Pero hay una verdad sumamente importante: delante de Dios, todos somos inferiores. La presencia de Dios es el gran igualador. Jesús dice: “uno es vuestro Maestro,” “todos vosotros sois hermanos,” y “uno es vuestro Padre” (vv. 8-9). Si Dios está por encima de todos/as nosotros/as, esto afecta y contribuye a la manera como nos entendemos a nosotros/as mismos/as y también a la manera como nos tratamos uno a otro, es decir, nuestra ética. Todos estamos llamados/as a alabar a Dios y a ser personas congruentes. En base a esta verdad sumamente importante, Jesús dice: “El que es el mayor de vosotros sea vuestro siervo, porque el que se enaltece será humillado, y el que se humilla será enaltecido” (vv. 11-12). Estas palabras sintonizan con las bienaventuranzas de Mateo 5.

¿Qué podemos tomar de este pasaje para nosotros/as hoy?

Las personas que están en puestos de autoridad religiosa deben tomar en cuenta el engaño que siempre existe con estos papeles. Todos somos seres humanos, todos somos propensos al cambio, y todos queremos ser valorados y sentirnos importantes. Sin embargo, las autoridades religiosas deben ser servidoras de Dios y servidoras de otros. Nuestras inseguridades, nuestros deseos y nuestras identidades no deben ser las motivaciones principales para buscar y retener puestos religiosos.
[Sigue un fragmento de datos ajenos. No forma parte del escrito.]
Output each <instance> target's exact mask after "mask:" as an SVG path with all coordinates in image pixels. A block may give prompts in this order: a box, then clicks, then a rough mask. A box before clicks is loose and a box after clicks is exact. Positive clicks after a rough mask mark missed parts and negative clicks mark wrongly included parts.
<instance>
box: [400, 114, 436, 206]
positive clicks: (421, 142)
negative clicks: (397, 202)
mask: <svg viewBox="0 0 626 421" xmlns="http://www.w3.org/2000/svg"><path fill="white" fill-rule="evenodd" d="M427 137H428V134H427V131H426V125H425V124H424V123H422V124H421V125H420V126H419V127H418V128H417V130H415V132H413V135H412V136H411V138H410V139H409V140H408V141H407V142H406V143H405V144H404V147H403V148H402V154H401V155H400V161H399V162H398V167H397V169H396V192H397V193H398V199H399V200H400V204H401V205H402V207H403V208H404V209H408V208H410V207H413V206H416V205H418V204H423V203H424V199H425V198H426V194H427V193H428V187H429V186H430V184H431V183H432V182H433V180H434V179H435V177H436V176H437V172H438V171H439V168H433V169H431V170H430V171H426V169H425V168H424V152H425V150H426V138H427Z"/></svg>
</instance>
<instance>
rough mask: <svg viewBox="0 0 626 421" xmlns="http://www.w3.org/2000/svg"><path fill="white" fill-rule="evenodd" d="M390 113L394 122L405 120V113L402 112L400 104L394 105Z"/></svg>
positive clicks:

Si eso pasa, cambiamos para mal; estamos pensando en servirnos a nosotros/as mismos/as y faltamos en nuestro servicio a Dios y a otros. ¿Por qué? Porque la importancia genuina y el valor verdadero solamente vienen de Dios; no vienen de puestos. Esto suena como un principio muy simple, pero al mismo tiempo es muy fácil olvidarlo o negarlo en el proceso de vivir la vida. El poder corrompe. Parte del discipulado de una autoridad religiosa es reconocer este peligro y resistirlo de cualquier forma que se pueda (oración, amigos confiables, consejería profesional, etc.).

Las personas que no están en puestos de autoridad religiosa tienen varias responsabilidades en relación a estos asuntos. Una de estas responsabilidades es reconocer la distinción entre Dios y las autoridades religiosas. Esto suena obvio, pero en la práctica es un poco más difícil. Todos/as, incluyendo el pueblo latino, queremos honrar y respetar a nuestras autoridades. Pero una cosa es honrar y respetar; otra cosa es venerar y adorar. Debemos recordar que las autoridades religiosas son seres humanos tanto como el resto de nosotros/as. Y en base a esto, todos/as tenemos una responsabilidad adicional de no tolerar que las autoridades religiosas se comporten públicamente como hipócritas, porque en estos momentos no sólo se dañan a sí mismas, sino que también dañan la reputación y las posibilidades del evangelio en el mundo.